J’envie ceux qui ont pu connaitre Edmond Amran El Maleh. Comme lui, je viens de Safi, la cité des sardines et des usines de conserverie toutes fermées et abandonnées les unes après les autres. Comme lui, je me suis laissé caresser par le rêve communiste et j’ai connu les «rifak» (camarades) Ali Yata, Abdellah Layachi, Simon Levy, Abdeslam Bourkia (un autre Safiot, né la même année, 1917) ou Abraham Serfaty.
Safi et le communisme, les sardines et les camarades, le prolétarisme et le progressisme, le rêve d’un monde meilleur, égalitaire et équitable, sans dieu ni maitre, l’amour de la littérature et des plaisirs de la vie, la littérature concise où les mots coupent mieux que les couteaux, les bonnes blagues potaches, les petites tournures de phrases qui griffent, le journalisme comme exutoire et petite bouée de sauvetage, la douceur dans la rage de vivre, la séduction pour faire parler la poésie et une sensibilité à nulle autre pareille, à fleur de peau. Et puis cet indéfinissable air de bohème…
Avec tout ça, j’ai trouvé quand même le moyen de rater cet homme, ce monument, dont on m’a tant parlé. Je l’ai raté au fil du temps mais il a continué à me poursuivre de ses assiduités. Quelque chose en lui me parlait, m’attirait, même de loin. Sa moustache de vieux papa débonnaire, que l’on devine gâteux, au charme fou. Ses rondeurs comme marque de tendresse et de douceur, peut-être la part féminine en lui.

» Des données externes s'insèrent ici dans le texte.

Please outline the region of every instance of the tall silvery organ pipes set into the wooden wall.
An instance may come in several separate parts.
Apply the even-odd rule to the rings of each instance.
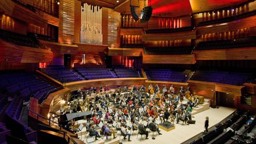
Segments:
[[[85,3],[81,9],[81,43],[102,44],[102,9]]]

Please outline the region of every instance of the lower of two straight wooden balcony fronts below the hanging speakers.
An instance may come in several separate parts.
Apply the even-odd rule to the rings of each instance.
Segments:
[[[165,63],[165,64],[195,64],[195,54],[180,55],[145,55],[143,63]]]

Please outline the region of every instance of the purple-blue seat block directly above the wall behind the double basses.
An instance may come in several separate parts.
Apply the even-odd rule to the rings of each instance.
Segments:
[[[187,77],[185,71],[173,71],[170,69],[146,69],[145,73],[150,81],[185,83]]]

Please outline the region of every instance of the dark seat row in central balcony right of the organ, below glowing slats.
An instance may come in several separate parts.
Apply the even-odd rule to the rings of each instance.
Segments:
[[[191,46],[145,47],[145,54],[190,54],[192,50]]]

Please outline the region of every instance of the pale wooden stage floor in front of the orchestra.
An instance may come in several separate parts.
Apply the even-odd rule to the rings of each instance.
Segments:
[[[210,108],[205,111],[202,111],[201,113],[195,114],[193,120],[196,121],[195,124],[182,124],[180,122],[179,124],[176,124],[175,122],[175,129],[169,132],[166,132],[164,130],[161,130],[162,135],[155,135],[155,140],[151,139],[152,138],[152,132],[149,133],[149,139],[145,140],[145,136],[142,136],[142,139],[140,141],[140,135],[138,136],[137,139],[137,132],[134,132],[133,135],[131,135],[131,142],[128,142],[127,139],[123,140],[123,143],[130,143],[130,144],[156,144],[156,143],[161,143],[161,144],[169,144],[169,143],[182,143],[185,142],[199,133],[202,133],[204,131],[204,121],[205,117],[209,116],[209,128],[214,126],[215,124],[218,124],[221,122],[223,119],[228,117],[230,114],[232,114],[236,109],[234,108],[227,108],[227,107],[219,107],[219,108]],[[148,129],[147,129],[148,130]],[[78,134],[79,135],[79,134]],[[84,140],[84,135],[82,135],[82,138]],[[117,134],[116,139],[111,139],[108,141],[105,141],[105,143],[117,143],[116,141],[119,139],[119,132]],[[115,142],[114,142],[115,141]],[[92,144],[96,143],[103,143],[103,140],[98,140],[95,142],[92,142]]]

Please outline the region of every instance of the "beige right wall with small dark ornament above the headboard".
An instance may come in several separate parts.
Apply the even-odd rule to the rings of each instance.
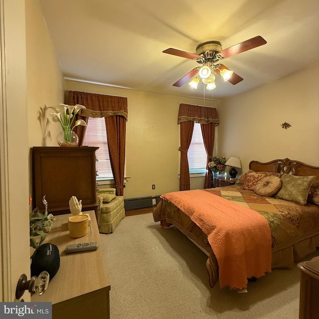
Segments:
[[[319,64],[220,101],[219,154],[319,166]],[[281,124],[288,122],[285,130]]]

Je recevais ses échos de loin en loin et je souriais. Un paragraphe écrit et partagé par-ci, une réflexion, une anecdote entendue par-là. De temps en temps, quelqu’un m’interpellait: «Edmond a dit ci, Edmond a écrit ça… Mais… Tu le connais au moins, n’est-ce pas?». Je répondais toujours: «Mais bien sûr». Je mentais, bien évidemment. Mais je mentais blanc, ça ne compte pas.

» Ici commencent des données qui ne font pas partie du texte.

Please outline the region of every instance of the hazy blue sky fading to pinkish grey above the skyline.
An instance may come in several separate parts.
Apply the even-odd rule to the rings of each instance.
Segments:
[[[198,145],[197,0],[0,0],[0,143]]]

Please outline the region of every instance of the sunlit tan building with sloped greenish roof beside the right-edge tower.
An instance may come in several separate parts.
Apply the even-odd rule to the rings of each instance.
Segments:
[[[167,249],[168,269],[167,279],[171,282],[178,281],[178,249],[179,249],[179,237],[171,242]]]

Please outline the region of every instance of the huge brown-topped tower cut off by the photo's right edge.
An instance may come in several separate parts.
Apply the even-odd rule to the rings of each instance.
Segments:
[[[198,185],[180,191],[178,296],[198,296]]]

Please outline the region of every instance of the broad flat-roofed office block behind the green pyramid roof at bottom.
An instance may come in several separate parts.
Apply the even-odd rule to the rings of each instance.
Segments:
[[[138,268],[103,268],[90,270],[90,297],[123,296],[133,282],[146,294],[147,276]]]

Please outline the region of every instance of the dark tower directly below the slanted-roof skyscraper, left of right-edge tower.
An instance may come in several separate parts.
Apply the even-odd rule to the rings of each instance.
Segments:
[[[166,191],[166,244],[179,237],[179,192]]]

«Simone Bitton a su restituer les mille et un chemins, senteurs et saveurs, qui mènent tout droit au cœur de ce grand Marocain: Edmond Amran El Maleh»
— Karim Boukhari
Petit à petit, et sans connaître celui que ses amis appelaient l’Hajj, j’ai commencé à reconstituer les traits de sa personnalité, son itinéraire de pèlerin de Safi à Paris, ses doutes, ses petits renoncements et ses choix de vie.
Alors voilà. Après la prison et la déception des premières années de la postindépendance, il a choisi l’exil et laissé tomber la politique pour épouser, sur le tard, la littérature. De son passé communiste, il n’avait probablement gardé que le sens du partage. Quand il a fini par retourner au Maroc, à la fin des années 1990, il a ramené dans ses bagages, comme un cadeau, une sucrerie, un livre au titre lumineux: «Zrirek». Un livre que j’ai aimé avant de le lire, rien que pour ce titre gracieux et gracile, qui résume à lui seul les saveurs et les couleurs du passé et de ce monde disparu, évanoui, mais qui continue à nous hanter…

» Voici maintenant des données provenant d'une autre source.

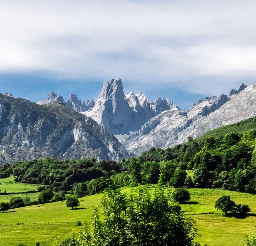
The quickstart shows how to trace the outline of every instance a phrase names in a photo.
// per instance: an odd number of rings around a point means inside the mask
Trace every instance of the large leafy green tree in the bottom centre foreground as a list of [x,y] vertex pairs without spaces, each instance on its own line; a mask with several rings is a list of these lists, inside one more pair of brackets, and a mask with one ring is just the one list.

Tout cela pour vous dire l’émotion qui s’est saisie de moi quand j’ai découvert un merveilleux film: «Les Mille et un jours du Hajj Edmond», de Simone Bitton. Un pur bonheur. Avec la précision d’un orfèvre, et beaucoup de délicatesse, de pudeur aussi, Simone Bitton a su restituer les mille et un chemins, senteurs et saveurs, qui mènent tout droit au cœur de ce grand Marocain: Edmond Amran El Maleh.
Ce film a gagné un prix dans le récent Festival national du film à Tanger. Il a été diffusé par 2M et vous pouvez le découvrir dans sa version originale, avec une voix off de toute beauté, sur le site de la plateforme TV5. Essayez d’y goûter, plongez-y, ce film ressemble à ce plat magique dont seules nos grand-mères disparues avaient le secret. Ce genre de plat gourmand, tellement savoureux que l’on s’en lèche les doigts. À l’ancienne, à la marocaine, mon frère!